Previously, Scott made sure the crew stayed hydrated and took breaks when needed, but he found an extra layer of protection in a line of cooling vests developed and manufactured by StaCool Industries, which incorporate frozen thermal packets inserted into pockets to help regulate core body temperatures. vests are available to be worn under or over clothing, and each style is fully adjustable to ensure a proper fit for any body type.

“All of my guys here say it’s a game changer for what we do,” according to Scott.

The ThermoPacks are inserted into pockets on either side of the vest, so their weight is evenly distributed around the wearer’s body, for effective cooling. The material used to form the ThermoPaks is entirely non-toxic, non-flammable, and FDA-approved, so it can be used in direct contact with food.

Each worker in the “heat zones” starts his shift wearing a StaCool vest. If a worker is off the casting floor, away from the furnaces and smelting process, one set of ice packs in a vest can last up to five hours.

If a worker is operating within the casting perimeter, especially if lancing or casting molten copper, he will wear the vest over a shirt, but under the aluminized jacket that protects each of them against the radiant heat and metal splashing. In addition to the jackets and shirts, workers wear fire-resistant pants, safety-toed shoes, hard hats, heat-resistant face shields, and several different types of gloves.

Someone wearing an aluminized suit or working close to the molten metal may need to replace the thermal packs more frequently. Switching out a ThermoPak is simple: the frozen packets are kept in a chest freezer in a separate, air-conditioned room off the floor, which also serves as a break room.

“We use it as a cooling station, as part of our heat mitigation program,” Scott explained. “They get some water, and they can change their ice packs out in there.”

At Ames Copper, each worker has his own vest.

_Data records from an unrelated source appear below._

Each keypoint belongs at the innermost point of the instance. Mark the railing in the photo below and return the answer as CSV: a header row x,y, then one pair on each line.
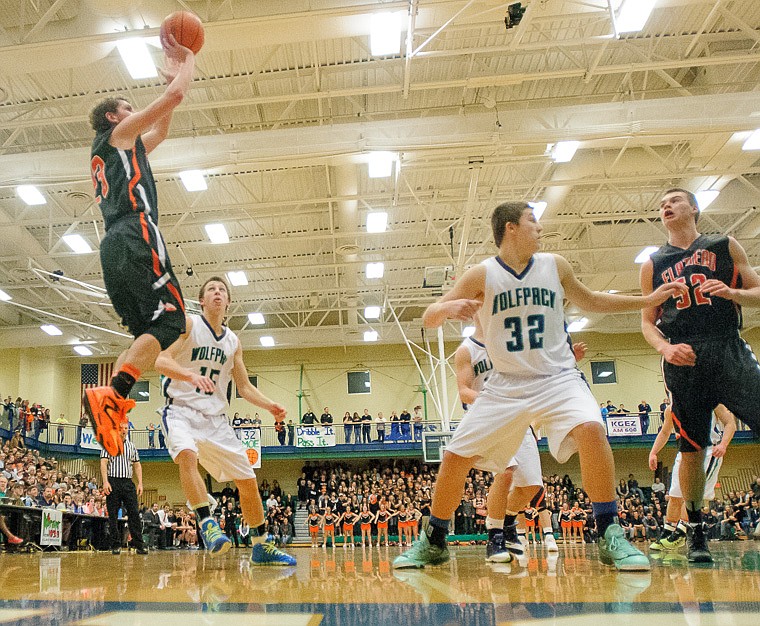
x,y
352,435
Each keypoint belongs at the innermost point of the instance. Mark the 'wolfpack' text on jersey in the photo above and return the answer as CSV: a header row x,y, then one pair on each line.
x,y
695,314
208,355
524,320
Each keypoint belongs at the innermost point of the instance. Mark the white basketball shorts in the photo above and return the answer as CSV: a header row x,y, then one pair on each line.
x,y
211,437
527,463
712,467
496,423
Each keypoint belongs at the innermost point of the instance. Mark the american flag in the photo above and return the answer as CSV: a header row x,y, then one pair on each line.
x,y
95,375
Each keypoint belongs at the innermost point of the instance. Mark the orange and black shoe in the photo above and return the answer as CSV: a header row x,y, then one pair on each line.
x,y
107,410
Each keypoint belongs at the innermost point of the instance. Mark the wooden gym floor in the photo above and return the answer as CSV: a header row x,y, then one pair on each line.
x,y
357,586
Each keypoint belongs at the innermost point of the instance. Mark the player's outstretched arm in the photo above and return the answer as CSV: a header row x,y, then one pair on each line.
x,y
465,375
749,294
166,363
180,67
681,354
728,420
462,302
600,302
662,438
250,393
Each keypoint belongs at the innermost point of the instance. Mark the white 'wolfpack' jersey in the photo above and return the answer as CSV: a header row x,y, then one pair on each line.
x,y
523,319
481,364
209,355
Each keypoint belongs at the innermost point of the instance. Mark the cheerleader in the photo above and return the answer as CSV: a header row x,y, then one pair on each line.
x,y
565,523
328,527
314,521
365,523
349,519
381,519
578,516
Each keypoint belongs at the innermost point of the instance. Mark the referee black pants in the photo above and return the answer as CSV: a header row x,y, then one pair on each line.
x,y
123,494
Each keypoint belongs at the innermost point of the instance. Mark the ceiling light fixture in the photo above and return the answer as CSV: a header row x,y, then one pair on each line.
x,y
237,279
217,233
645,254
370,335
256,318
385,34
381,164
77,243
375,270
538,208
377,222
564,151
706,197
633,15
193,180
753,141
30,194
136,56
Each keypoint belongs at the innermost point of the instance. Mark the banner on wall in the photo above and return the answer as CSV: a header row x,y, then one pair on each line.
x,y
251,440
52,525
623,426
88,440
315,436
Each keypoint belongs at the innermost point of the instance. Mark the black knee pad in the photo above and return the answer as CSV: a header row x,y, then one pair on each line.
x,y
167,328
539,500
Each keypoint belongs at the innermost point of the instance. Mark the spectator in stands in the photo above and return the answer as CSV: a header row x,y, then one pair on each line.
x,y
644,411
356,420
406,431
348,426
380,426
366,427
417,423
291,432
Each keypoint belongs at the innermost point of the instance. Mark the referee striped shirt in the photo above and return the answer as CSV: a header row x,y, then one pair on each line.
x,y
121,466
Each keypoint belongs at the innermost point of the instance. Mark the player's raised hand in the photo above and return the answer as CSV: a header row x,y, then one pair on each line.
x,y
279,412
652,461
668,290
681,354
463,309
204,383
714,287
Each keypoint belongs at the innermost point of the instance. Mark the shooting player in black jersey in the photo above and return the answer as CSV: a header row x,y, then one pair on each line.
x,y
705,361
137,272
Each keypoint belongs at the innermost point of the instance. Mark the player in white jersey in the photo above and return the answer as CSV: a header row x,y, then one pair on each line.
x,y
197,369
518,296
676,524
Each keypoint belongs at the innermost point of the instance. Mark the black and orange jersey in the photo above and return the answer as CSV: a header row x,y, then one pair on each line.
x,y
695,314
123,180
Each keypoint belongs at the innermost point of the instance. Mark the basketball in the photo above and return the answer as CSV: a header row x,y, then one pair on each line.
x,y
186,28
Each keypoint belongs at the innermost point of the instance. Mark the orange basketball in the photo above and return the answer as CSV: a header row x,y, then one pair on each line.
x,y
186,28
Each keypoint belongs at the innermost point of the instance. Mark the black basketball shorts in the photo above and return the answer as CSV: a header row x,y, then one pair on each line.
x,y
726,372
139,280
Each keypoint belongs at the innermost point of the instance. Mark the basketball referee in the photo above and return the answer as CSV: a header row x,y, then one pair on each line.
x,y
116,472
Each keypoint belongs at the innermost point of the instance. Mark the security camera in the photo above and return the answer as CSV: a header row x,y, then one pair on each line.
x,y
515,11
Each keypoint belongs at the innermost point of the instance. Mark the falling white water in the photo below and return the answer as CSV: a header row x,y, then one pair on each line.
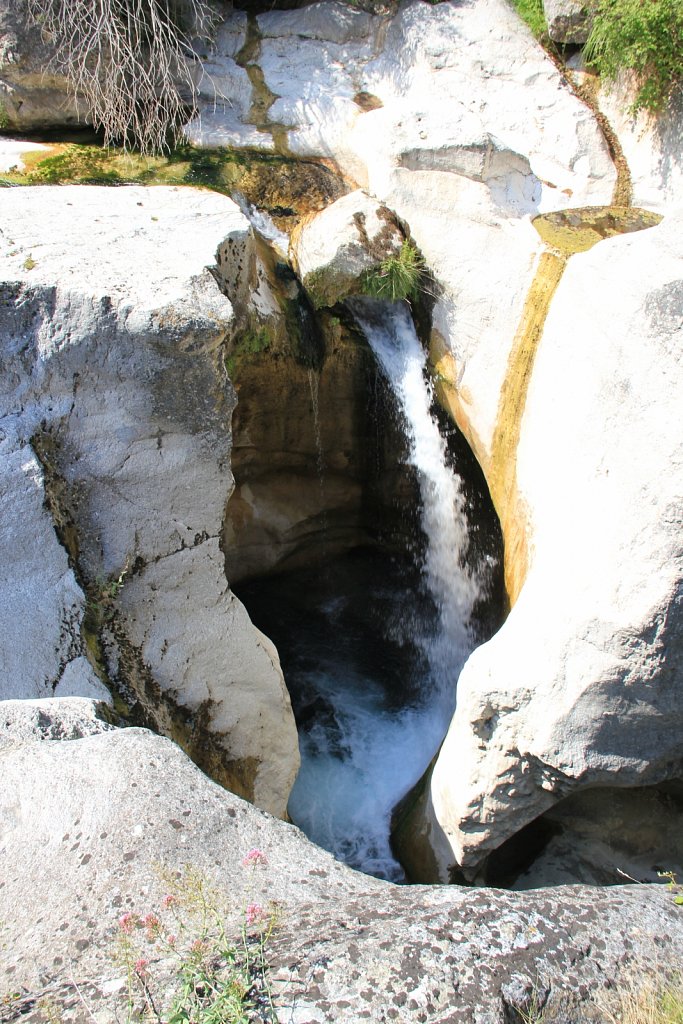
x,y
360,754
390,332
263,223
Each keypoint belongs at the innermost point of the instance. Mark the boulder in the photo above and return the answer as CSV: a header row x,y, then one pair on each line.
x,y
333,250
53,718
651,145
582,685
116,438
102,826
568,22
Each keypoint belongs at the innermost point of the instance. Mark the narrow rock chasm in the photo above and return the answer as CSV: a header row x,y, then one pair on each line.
x,y
328,545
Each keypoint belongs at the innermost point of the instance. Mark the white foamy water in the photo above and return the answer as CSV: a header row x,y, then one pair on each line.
x,y
359,759
390,332
263,223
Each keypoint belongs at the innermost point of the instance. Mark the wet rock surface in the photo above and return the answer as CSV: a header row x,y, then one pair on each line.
x,y
116,440
346,947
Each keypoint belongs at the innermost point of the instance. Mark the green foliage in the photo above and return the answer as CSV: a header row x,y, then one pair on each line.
x,y
215,977
129,60
531,11
643,36
250,342
398,276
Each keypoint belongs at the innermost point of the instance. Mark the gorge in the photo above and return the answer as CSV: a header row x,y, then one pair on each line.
x,y
204,455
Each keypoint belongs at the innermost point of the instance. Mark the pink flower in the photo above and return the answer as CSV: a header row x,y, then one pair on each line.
x,y
128,922
255,857
141,967
254,912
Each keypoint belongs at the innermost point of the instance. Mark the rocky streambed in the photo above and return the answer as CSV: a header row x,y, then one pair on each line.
x,y
181,407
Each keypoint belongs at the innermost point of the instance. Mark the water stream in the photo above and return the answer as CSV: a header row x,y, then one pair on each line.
x,y
372,644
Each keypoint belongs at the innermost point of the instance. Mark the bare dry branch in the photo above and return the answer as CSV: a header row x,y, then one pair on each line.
x,y
131,61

Because it is a relatively new operation, Scott spent some time researching what other metalcasting plants use to keep their workers cool. “Keeping core body temps down and staying hydrated are the staples of any good heat stress-management program,” Scott said.

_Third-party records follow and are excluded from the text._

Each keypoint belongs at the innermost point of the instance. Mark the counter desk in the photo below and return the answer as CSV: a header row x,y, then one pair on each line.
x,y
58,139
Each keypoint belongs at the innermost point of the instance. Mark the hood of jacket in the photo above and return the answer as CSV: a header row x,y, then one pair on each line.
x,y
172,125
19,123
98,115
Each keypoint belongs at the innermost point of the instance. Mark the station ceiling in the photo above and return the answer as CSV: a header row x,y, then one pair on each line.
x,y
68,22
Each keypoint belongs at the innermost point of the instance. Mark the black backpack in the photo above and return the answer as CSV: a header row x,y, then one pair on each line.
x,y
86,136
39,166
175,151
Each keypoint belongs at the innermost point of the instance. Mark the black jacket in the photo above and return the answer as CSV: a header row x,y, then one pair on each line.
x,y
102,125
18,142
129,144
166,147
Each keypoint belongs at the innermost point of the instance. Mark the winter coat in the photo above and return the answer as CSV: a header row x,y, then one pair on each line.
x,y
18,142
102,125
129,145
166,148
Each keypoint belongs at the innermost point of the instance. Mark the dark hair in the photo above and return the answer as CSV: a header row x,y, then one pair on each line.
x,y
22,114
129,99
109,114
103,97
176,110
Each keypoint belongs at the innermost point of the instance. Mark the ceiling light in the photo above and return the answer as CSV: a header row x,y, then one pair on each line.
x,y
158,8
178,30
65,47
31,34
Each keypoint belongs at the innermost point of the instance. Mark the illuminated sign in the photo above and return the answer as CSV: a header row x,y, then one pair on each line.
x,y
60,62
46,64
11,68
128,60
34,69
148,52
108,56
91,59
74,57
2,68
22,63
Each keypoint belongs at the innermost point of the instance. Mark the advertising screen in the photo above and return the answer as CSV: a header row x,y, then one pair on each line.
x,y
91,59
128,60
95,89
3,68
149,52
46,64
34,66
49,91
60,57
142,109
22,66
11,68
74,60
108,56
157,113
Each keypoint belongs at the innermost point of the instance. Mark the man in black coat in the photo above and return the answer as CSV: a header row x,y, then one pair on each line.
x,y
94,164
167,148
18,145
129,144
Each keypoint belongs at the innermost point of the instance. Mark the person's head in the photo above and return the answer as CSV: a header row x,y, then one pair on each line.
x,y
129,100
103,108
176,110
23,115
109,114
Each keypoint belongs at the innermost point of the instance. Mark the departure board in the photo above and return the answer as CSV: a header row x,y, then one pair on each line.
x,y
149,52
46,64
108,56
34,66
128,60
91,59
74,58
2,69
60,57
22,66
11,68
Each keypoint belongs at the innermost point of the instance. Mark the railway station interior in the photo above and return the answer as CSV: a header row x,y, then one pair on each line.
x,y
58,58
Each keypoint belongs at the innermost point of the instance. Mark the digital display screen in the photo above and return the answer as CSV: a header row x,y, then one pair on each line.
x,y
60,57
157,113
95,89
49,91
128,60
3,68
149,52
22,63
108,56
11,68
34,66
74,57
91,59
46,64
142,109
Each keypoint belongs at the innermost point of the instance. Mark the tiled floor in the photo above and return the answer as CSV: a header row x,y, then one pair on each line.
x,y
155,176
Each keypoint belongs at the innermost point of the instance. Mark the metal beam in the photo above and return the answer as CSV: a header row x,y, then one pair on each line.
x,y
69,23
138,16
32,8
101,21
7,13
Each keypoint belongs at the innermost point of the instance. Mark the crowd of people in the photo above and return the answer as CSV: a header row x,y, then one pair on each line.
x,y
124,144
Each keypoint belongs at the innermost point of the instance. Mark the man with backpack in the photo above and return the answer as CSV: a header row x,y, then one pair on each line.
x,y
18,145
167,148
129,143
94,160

When he discovered the StaCool vests, and after ordering one and trying it himself, Scott let other workers on the crew wear it to see how they felt after a shift. They reported they felt less depleted after working in the heat while wearing the vest, so “at that point, I got our site management here to agree to go ahead and make the purchase for all our operators,” Scott recalled.

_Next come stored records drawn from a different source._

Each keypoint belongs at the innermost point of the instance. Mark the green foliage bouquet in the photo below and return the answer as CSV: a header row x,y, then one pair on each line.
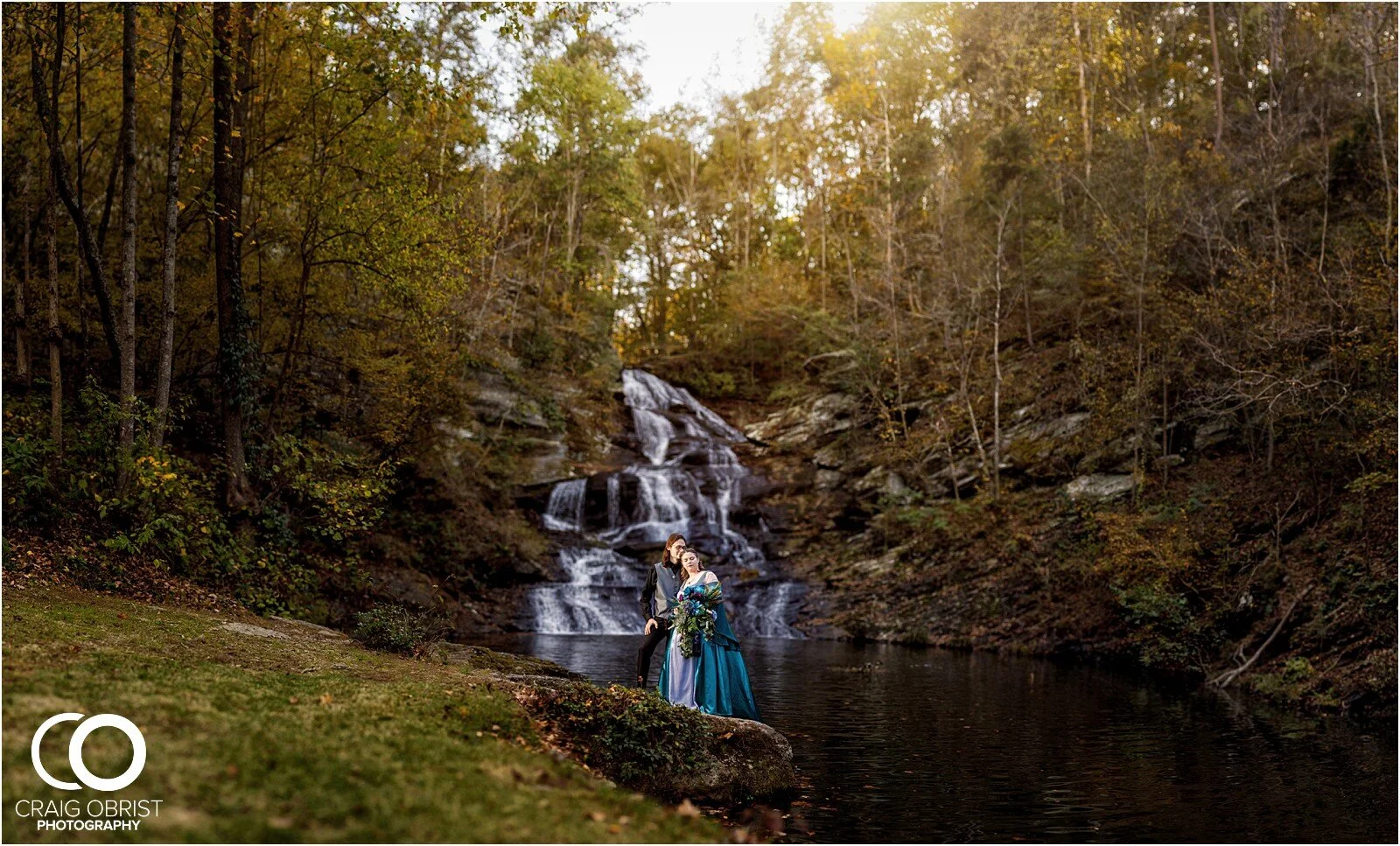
x,y
696,617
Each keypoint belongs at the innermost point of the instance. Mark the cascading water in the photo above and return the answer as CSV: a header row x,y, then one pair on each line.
x,y
686,479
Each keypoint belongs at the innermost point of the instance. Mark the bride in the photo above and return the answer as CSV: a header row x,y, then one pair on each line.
x,y
713,678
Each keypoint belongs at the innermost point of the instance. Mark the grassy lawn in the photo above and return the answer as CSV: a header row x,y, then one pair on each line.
x,y
300,738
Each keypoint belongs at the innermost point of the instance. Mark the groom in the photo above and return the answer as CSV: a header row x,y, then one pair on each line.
x,y
657,600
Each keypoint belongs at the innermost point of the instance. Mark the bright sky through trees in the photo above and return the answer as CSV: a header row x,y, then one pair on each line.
x,y
695,48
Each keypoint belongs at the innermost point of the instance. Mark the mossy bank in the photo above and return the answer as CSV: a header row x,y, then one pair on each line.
x,y
272,730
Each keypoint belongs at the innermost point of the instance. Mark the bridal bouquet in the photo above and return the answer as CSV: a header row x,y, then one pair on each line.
x,y
696,617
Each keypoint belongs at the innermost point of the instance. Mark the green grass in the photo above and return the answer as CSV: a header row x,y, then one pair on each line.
x,y
270,740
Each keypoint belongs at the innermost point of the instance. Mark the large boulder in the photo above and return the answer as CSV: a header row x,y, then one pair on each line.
x,y
494,402
622,731
882,480
807,422
1101,487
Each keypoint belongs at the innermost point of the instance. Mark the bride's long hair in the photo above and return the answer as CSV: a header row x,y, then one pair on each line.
x,y
671,548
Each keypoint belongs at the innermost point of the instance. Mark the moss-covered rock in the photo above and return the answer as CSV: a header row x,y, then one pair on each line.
x,y
639,740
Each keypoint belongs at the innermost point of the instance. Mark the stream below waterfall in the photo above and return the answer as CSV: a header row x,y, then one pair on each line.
x,y
905,744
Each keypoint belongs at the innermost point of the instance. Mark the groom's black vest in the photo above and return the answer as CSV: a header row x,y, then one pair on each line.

“The StaCool team was great, and the vests were simple to work with and very user friendly,” he added.

Now, each of the workers has been issued a vest. “They’re not to share them with anyone else,” according to the EHS manager. The vests can be worn over or under clothing, depending on a wearer’s need. The vest supplier emphasizes that workers should be encouraged to determine and select the vest model that suits their own requirements.

And, importantly, Scott reported that since adopting the cooling vests the Ames Copper workers’ productivity has improved. StaCool keeps their core body temperatures low, and that makes a difference in how the workers feel at the end of their shift.

“It allows these guys to just stay energized,” said Scott. “There’s a difference when these guys are wearing the vests versus when they haven’t had them on.”